Some other useful resources:


#11

I filed issue StatsFuns#37 to keep track based on @dmbates suggested course of action.


#12

What about porting from the Boost C++ Libraries? Their license is compatible with MIT’s.


#13

I’m not very enthused about the Boost implementation. I know how libRmath was created and there was a great deal of attention paid to corner cases, accuracy even for absurd parameter values, etc. (Most of the work was done by Martin Maechler who is a German-speaking Swiss. I figure that if you looking for a person who will be meticulous and precise that’s a good choice.) I don’t see the same level of care in the Boost code.

For example, it helps to evaluate probabilities on the log-probability scale then convert back to the probability scale if desired. The Boost code just evaluates pdf and cdf and quantile.

One of the first cases I check is Poisson because the formulas are relatively simple but the corner cases abound. The Boost code for the pdf includes

      // Special cases:
      if (mean == 0)
      { // Probability for any k is zero.
        return 0;
      }
      if (k == 0)
      { // return pdf(dist, static_cast<RealType>(0));
        // but mean (and k) have already been checked,
        // so this avoids unnecessary repeated checks.
       return exp(-mean);
      }

which is wrong. You should reverse those checks because a Poisson with λ = 0 is a point mass at 0. The pdf should be 1. at 0 and zero elsewhere. This code returns 0. at 0.


#14

Another relevant project is the Stan math library (BSD license). It includes extensive support for computing derivatives, FWIW. They implement their own log-densities etc., but do use Boost for some special functions (which appear more solid than Boost stats).

By the way, has Maechler addressed the notable list of problems that the Boost team found with Rmath implementations?


#15

I’m not sure where I should look in the the Stan math library. It seems to me that the functions related to distributions are all from Boost but I didn’t look in every directory. Are there some functions written by the Stan authors that I should check?


#16

Yes, they hid them pretty well. The basics are here: https://github.com/stan-dev/math/tree/develop/stan/math/prim/scal/prob (warning: templated C++ written with efficiency as a primary goal - maybe second to accuracy?).

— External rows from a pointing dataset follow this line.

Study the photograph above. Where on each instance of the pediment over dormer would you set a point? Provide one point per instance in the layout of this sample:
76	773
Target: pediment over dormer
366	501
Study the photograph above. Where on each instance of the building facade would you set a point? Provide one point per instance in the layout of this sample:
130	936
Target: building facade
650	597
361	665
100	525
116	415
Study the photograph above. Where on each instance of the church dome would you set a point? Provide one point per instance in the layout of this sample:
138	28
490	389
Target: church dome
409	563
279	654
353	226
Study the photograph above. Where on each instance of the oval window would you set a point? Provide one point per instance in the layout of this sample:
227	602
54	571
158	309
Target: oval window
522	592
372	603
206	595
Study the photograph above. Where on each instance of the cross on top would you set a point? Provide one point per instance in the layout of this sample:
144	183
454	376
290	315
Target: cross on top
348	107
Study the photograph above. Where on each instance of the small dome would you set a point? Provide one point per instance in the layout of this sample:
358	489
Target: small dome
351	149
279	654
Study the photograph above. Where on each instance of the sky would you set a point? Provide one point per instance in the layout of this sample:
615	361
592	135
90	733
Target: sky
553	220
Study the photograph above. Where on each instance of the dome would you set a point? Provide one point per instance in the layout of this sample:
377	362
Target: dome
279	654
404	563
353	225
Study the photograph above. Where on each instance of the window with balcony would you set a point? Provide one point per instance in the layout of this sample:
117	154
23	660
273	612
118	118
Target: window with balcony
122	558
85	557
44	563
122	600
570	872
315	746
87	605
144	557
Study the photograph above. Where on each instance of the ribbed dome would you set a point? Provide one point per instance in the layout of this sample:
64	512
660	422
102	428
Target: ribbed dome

They have some notes on their extensive test suite which start out by admitting a lack of documentation. I can’t easily tell whether the kinds of edge cases you mentioned are checked. (The tests I looked at had precisely zero comments about what they verify.)

This brings up an important point: Many of us are ready, willing, and able to code up algorithms, but real domain expertise is needed to make sure that the test suite is adequate. Are the Rmath tests suitable for description as a guide? (I won’t look at R source so that I may help on the Julia side.)


#17

Thanks for the pointer on the Stan sources.

As an aside, there is nothing like reading heavily templated C++,code such as in Stan or Boost, to make you appreciate the design of Julia! I am so glad to be able to use Julia and no longer feel the need to write that sort of gibberish for performance.

The sources for the tests in R are in https://github.com/wch/r-source/blob/trunk/tests/d-p-q-r-tests.R However, I don’t know the copyright status of that file.

In a comment in https://github.com/JuliaStats/StatsFuns.jl/issues/37 I suggested that there be two types of tests for the density, cumulative, etc. functions. The tests on coverage, accuracy etc. are, and should continue to be, in the Distributions package. I think it might be worthwhile having a separate package to check consistency with R or SciPy or Boost. For R or SciPy it could use Rcall and PyCall or ccalls to functions in libRmath.


#18

Technically, it should be possible to have GPLed test code for an MIT-licensed package. The test code depends on the module, not the other way around, so other packages using the module would not be affected by the license of the test code.


#19

A pure Julia replacement will hopefully also enable us to choose the RNG on call to the various functions/distributions, instead of being tied to the internal RNG of a third-party library. This is especially relevant for parallel and/or distributed applications that need to control RNG seeding/distribution.